Due to the absence of climate-damaging carbon dioxide emissions and low nitrogen oxide emissions, lean premixed combustion of hydrogen in gas turbines contributes to sustainable power generation in the future. However, this technique involves the risk of uncontrolled flame flashbacks from the combustion chamber into the premixing region. This safety-critical phenomenon has been investigated in depth during experimental studies at both the Technische Universität München (TUM) and the University of California in Irvine (UCI). Furthermore boundary layer flashback of generic burner configurations at low pressure has been investigated numerically with open source software at the TUM. On this basis boundary layer flashback of realistic burner configurations at elevated pressure will be investigated within this joint effort.
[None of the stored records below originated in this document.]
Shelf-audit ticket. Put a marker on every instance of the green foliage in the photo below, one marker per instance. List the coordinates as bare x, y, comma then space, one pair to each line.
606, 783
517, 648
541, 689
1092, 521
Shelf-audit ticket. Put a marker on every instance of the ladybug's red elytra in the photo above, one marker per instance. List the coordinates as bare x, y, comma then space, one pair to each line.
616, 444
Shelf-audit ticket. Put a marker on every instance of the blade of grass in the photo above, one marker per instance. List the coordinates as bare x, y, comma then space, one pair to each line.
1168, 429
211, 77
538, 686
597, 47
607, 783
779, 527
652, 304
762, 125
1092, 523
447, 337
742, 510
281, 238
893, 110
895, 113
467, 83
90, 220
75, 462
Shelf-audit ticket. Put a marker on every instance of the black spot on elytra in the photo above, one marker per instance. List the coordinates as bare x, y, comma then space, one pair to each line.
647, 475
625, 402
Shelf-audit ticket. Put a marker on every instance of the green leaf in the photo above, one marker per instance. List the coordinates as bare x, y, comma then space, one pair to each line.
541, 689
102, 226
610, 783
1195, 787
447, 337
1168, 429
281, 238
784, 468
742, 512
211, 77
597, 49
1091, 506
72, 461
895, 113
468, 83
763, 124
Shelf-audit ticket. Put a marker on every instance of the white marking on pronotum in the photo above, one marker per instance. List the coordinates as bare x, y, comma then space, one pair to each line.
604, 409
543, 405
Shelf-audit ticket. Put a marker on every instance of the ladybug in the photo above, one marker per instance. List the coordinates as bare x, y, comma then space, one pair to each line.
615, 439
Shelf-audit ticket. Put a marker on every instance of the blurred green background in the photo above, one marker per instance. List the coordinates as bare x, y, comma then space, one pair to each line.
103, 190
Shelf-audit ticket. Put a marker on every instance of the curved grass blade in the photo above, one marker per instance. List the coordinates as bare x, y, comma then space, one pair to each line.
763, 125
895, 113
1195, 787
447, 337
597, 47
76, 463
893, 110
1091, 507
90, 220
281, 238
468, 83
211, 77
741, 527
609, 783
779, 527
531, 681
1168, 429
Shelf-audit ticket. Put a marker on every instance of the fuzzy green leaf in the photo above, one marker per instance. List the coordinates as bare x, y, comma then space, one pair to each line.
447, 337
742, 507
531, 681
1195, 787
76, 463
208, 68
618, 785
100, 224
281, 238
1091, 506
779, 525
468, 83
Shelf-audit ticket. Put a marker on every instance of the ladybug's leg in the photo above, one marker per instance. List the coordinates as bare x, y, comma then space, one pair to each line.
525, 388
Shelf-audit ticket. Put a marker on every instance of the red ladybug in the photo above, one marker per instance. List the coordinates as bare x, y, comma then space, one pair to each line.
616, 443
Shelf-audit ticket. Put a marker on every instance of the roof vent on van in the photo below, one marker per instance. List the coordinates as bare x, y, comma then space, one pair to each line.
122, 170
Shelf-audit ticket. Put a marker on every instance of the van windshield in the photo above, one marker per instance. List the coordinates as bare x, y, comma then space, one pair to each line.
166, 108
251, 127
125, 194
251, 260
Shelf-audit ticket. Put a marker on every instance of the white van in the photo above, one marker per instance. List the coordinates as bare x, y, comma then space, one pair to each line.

In this process it will also be determined whether commercial fluid dynamics software used in the gas turbine industry is capable of modelling boundary layer flashback.

 

Primary project: Environmentally-Friendly Power Generation through Safe and Reliable Combustion of Hydrogen-Rich Fuels

 

Final Report

The capability of large eddy simulations to model unconfined boundary layer flashback was investigated during the cooperation project with the University of California in Irvine (UCI). The commercial fluid dynamics software ANSYS Fluent and the open source software OpenFOAM were used for this purpose. Validation data was obtained from previous experiments with a generic tube burner. The spatial discretization of this tube burner was similar for both solvers. The same holds for the combustion-, turbulence- and diffusion models as well as for the boundary conditions and discretization schemes. Despite the elaborate modelling approach, the experimental flashback limits could not be reproduced with ANSYS Fluent. No boundary layer flashback was observed even at significantly higher equivalence ratios than in the experiments. With OpenFOAM however, boundary layer flashback was observed exactly at the experimental flashback limit. This shows that the modelling approach is generally suited for modelling unconfined boundary layer flashback. The reason for the difference between the two solvers was however not figured out during the cooperation project. This should be investigated in the future. Due to its significantly lower resource requirements, ANSYS Fluent could then be used to simulate more complex and more realistic burner configurations at elevated pressure.